Barton Fisk, a retired IBM sales engineer, pays more than $1,000 a month for his Revlimid. He can no longer afford both his cancer treatment and the almost equally expensive drugs for his multiple sclerosis, which has left him using a walker. Fisk said he, too, has become jaded about Celgene after reading a company securities filings showing billions in profits.
“It makes me angry that the system is permitting this,” Fisk said. “It really upsets me, but I don’t know what to do about it. We’re just normal working people.”
The FDA said it has no authority to bring an enforcement action against a company that doesn’t provide samples.
“We made it clear that drugs, even under REMS, can be used for bioequivalence studies and so forth, but we can't compel companies to give their drug away to a competitor,” Janet Woodcock, director of the FDA’s division that regulates drugs, told a House panel in March.
In a November speech, FDA Commissioner Scott Gottlieb urged companies to “end the shenanigans.”
“This needs to stop,” Gottlieb said. “I consider these tactics unfair and exploitative practices, and they’re in direct conflict with our broader public health goals.”
While the FDA won’t bring any actions, the agency has referred cases of alleged REMS abuses to the FTC, which investigates antitrust and consumer protection violations.
The FTC opened an investigation into Celgene’s conduct in 2009. The agency considered filing an antitrust suit in 2011 when Lannett was facing difficulties, it is understood, but held off when Celgene and Lannett reached a settlement.
The FTC intervened in Mylan’s suit in 2014, urging the judge not to dismiss the case.
“Celgene is in the business of selling Thalomid and Revlimid, and Mylan is requesting access to samples of these products in the same form, and at the same price, as they are sold to the public,” lawyers for the FTC wrote.
The judge agreed to let the case go forward.
In October, the FTC closed its investigation into Celgene, in large part because the agency felt its involvement was no longer needed.
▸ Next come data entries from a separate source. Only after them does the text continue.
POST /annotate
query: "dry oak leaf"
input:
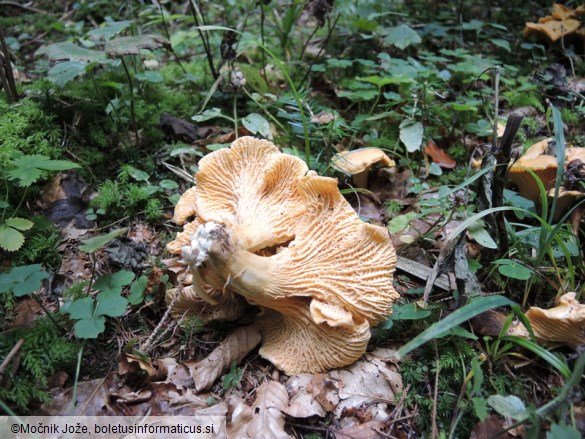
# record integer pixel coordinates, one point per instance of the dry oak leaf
(234, 348)
(439, 156)
(302, 389)
(268, 418)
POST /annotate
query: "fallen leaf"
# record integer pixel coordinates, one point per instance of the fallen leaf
(234, 348)
(439, 156)
(366, 430)
(302, 389)
(268, 418)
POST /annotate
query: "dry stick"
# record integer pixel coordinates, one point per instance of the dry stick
(503, 156)
(6, 70)
(194, 10)
(10, 356)
(434, 430)
(329, 33)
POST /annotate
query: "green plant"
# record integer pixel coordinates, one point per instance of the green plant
(233, 377)
(43, 352)
(90, 313)
(26, 170)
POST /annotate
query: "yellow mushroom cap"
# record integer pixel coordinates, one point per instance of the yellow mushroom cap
(329, 278)
(552, 29)
(359, 161)
(564, 200)
(250, 187)
(545, 168)
(564, 323)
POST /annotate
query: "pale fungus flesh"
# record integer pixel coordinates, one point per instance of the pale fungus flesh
(359, 162)
(286, 240)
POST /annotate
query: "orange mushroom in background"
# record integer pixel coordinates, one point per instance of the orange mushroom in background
(540, 160)
(359, 162)
(284, 239)
(561, 23)
(562, 324)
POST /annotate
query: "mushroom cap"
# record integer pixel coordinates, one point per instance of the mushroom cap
(359, 160)
(545, 168)
(293, 343)
(329, 279)
(564, 200)
(564, 323)
(250, 187)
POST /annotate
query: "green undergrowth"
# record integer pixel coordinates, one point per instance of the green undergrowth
(315, 81)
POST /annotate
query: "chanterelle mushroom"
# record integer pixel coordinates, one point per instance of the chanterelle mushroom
(359, 162)
(286, 240)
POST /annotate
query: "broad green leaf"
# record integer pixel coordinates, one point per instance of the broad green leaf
(92, 245)
(253, 78)
(381, 82)
(410, 311)
(110, 304)
(137, 174)
(509, 406)
(23, 280)
(504, 44)
(256, 124)
(119, 47)
(168, 184)
(402, 36)
(137, 290)
(359, 95)
(10, 239)
(114, 282)
(81, 308)
(90, 328)
(472, 309)
(411, 134)
(400, 222)
(29, 167)
(150, 76)
(19, 223)
(207, 114)
(60, 74)
(108, 30)
(563, 431)
(67, 51)
(480, 408)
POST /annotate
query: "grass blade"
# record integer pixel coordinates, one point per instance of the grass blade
(476, 307)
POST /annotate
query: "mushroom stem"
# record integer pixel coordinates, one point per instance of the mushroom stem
(214, 245)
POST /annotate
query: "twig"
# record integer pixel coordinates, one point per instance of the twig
(434, 430)
(329, 33)
(10, 356)
(6, 74)
(194, 10)
(25, 7)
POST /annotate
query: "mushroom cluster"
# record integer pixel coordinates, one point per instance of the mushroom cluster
(540, 161)
(562, 22)
(267, 231)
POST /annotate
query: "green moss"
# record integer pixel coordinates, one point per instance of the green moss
(44, 352)
(26, 128)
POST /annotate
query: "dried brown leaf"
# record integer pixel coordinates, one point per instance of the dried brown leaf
(268, 418)
(302, 389)
(366, 430)
(439, 156)
(234, 348)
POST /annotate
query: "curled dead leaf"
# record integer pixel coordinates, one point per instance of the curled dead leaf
(234, 348)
Mylan and Celgene have now been duking it out in court for three years. According to Mylan, the antitrust suit — in which it accused Celgene of monopolizing the market for Thalomid and Revlimid — was its last option. Mylan repeatedly asked for samples, got the FDA to approve its safety procedures — even though that is not required — but 13 years later, it doesn’t have samples.
For its part, Celgene said it had legitimate business reasons for withholding the samples.
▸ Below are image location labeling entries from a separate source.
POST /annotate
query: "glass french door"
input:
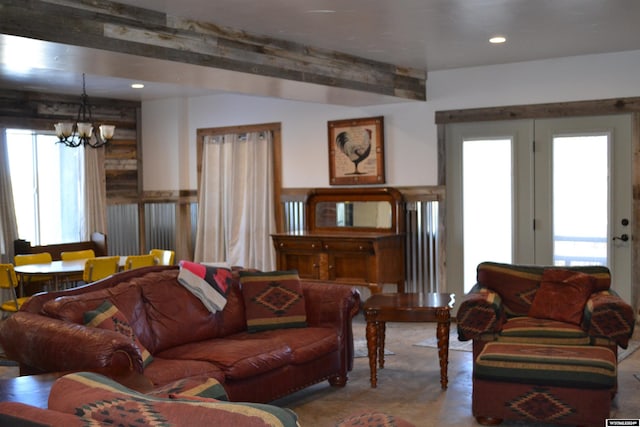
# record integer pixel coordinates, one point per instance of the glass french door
(546, 192)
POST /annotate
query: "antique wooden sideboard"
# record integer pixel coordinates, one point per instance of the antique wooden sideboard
(354, 236)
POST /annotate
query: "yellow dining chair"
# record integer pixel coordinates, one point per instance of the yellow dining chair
(100, 267)
(137, 261)
(75, 255)
(71, 255)
(164, 256)
(39, 258)
(9, 282)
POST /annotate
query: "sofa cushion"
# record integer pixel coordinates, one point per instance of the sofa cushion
(239, 356)
(273, 300)
(164, 371)
(562, 295)
(107, 316)
(174, 315)
(306, 344)
(581, 366)
(542, 331)
(96, 397)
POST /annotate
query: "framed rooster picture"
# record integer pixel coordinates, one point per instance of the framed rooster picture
(356, 151)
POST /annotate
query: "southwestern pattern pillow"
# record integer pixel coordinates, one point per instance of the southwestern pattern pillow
(107, 316)
(562, 295)
(516, 284)
(273, 300)
(209, 283)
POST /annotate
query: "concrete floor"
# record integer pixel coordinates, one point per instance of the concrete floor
(409, 386)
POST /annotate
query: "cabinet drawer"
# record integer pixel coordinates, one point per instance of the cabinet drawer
(298, 244)
(348, 245)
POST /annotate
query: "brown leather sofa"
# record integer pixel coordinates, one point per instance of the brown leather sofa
(184, 338)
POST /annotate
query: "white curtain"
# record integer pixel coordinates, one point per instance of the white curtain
(235, 206)
(8, 222)
(95, 192)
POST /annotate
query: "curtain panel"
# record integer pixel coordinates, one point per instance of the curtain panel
(236, 214)
(8, 222)
(95, 192)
Celgene wanted to ensure “that the product was going to be used safely, that patients' health was going to be maintained, and safe conditions [were maintained] not only for the people involved in the test but the personnel who were administering the test,” a lawyer for the company told a New Jersey federal court last month. “Also, Celgene had legitimate business issues in terms of wanting to insure itself from the liability standpoint.”
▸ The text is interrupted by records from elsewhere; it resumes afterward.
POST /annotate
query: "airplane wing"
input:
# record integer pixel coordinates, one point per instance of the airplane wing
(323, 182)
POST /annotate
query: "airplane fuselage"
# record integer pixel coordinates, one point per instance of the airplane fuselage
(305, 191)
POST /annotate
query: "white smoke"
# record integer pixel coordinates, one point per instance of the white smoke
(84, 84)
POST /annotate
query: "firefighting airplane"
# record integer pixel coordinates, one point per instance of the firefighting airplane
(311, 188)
The judge overseeing the case appears ready to side with Celgene. In a preliminary oral ruling on Dec. 13, US District Judge Esther Salas said it was reasonable for Celgene to ask Mylan to get FDA approval for the safety procedures before it would sell samples.
Salas hasn’t yet issued a final ruling, but her initial view would cut back Mylan’s suit and could affect the antitrust class action by Mitchell and others against Celgene over its conduct.
Congress is aware of the problem. A bipartisan group of senators — from Texas Republican Ted Cruz to California Democrat Dianne Feinstein — introduced legislation to allow generics to sue for access to samples. The legislation has support from pharmacy, doctor, hospital and generic drug groups, but is opposed by branded drugmakers.
The FDA has also offered only a lukewarm response to the legislation.
“I don’t want to be playing whack-a-mole with companies,” the FDA’s Gottlieb told senators in June. “I want to have in place a consistent framework and a consistent set of rules that prevent these kinds of abuses.”
For Holt, her feelings toward Celgene are mixed.
“I’m thankful to Celgene because I’m alive, but my goodness,” Holt said. “I have to struggle. People have to go without. It’s heart-wrenching.”